Here is a rundown on the island and it strategic importance.
The strip of land in the western Pacific Ocean is roughly the size of Chicago, and just 4 miles wide at its narrowest point.
It is about 2,200 miles southeast of North Korea, much closer than it is to any of the United States. Hawaii is about 4,000 miles to the west.
Its proximity to China, Japan, the Philippines and the Korean Peninsula has long made the island an essential possession of the U.S. military.
Guam was claimed by Spain in 1565 and became a U.S. territory in 1898 during the Spanish-American War. Japan seized it for about 2 1/2 years during World War II.
In 1950, an act of Congress made it an unincorporated organized territory of the United States. It has limited self-government, with a popularly elected governor, small legislature, and non-voting delegate in the U.S. House of Representatives. Residents do not pay U.S. income taxes or vote in the general election for U.S. president. Its natives are U.S. citizens by birth.
The U.S. keeps a Naval base and Coast Guard station in the south, and an Air Force base in the north that saw heavy use during the Vietnam War. While already taking up 30 percent of the island, the American military has been seeking to increase its presence by relocating to Guam thousands of Marines who are currently based in Okinawa, Japan.
Protecting the island is the U.S. Army's Terminal High Altitude Area Defense, or THAAD, which is used to shoot down ballistic missiles.
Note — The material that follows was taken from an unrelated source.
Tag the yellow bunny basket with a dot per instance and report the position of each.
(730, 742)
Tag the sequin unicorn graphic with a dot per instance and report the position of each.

Last month, the U.S. twice flew a pair of supersonic bombers that took off from Guam over the Korean Peninsula in a show of force after two North Korean tests of intercontinental ballistic missiles.
While there has been some resistance and displeasure from the people of Guam over the U.S. military's presence, it is also essential to the island's economy, second only to tourism in importance.
People and government
The island was first populated about 4,000 years ago by the ancestors of the Chamorros, still the island's largest ethnic group. Now, about 160,000 people live on Guam.
Its capital city is Hagatna and its largest city is Dededo.
Its chief languages are English and Chamorro.
It has seen various popular movements pushing for greater self-government or even U.S. statehood, most notably a significant but failed effort in the 1980s to make it a commonwealth on par with Puerto Rico.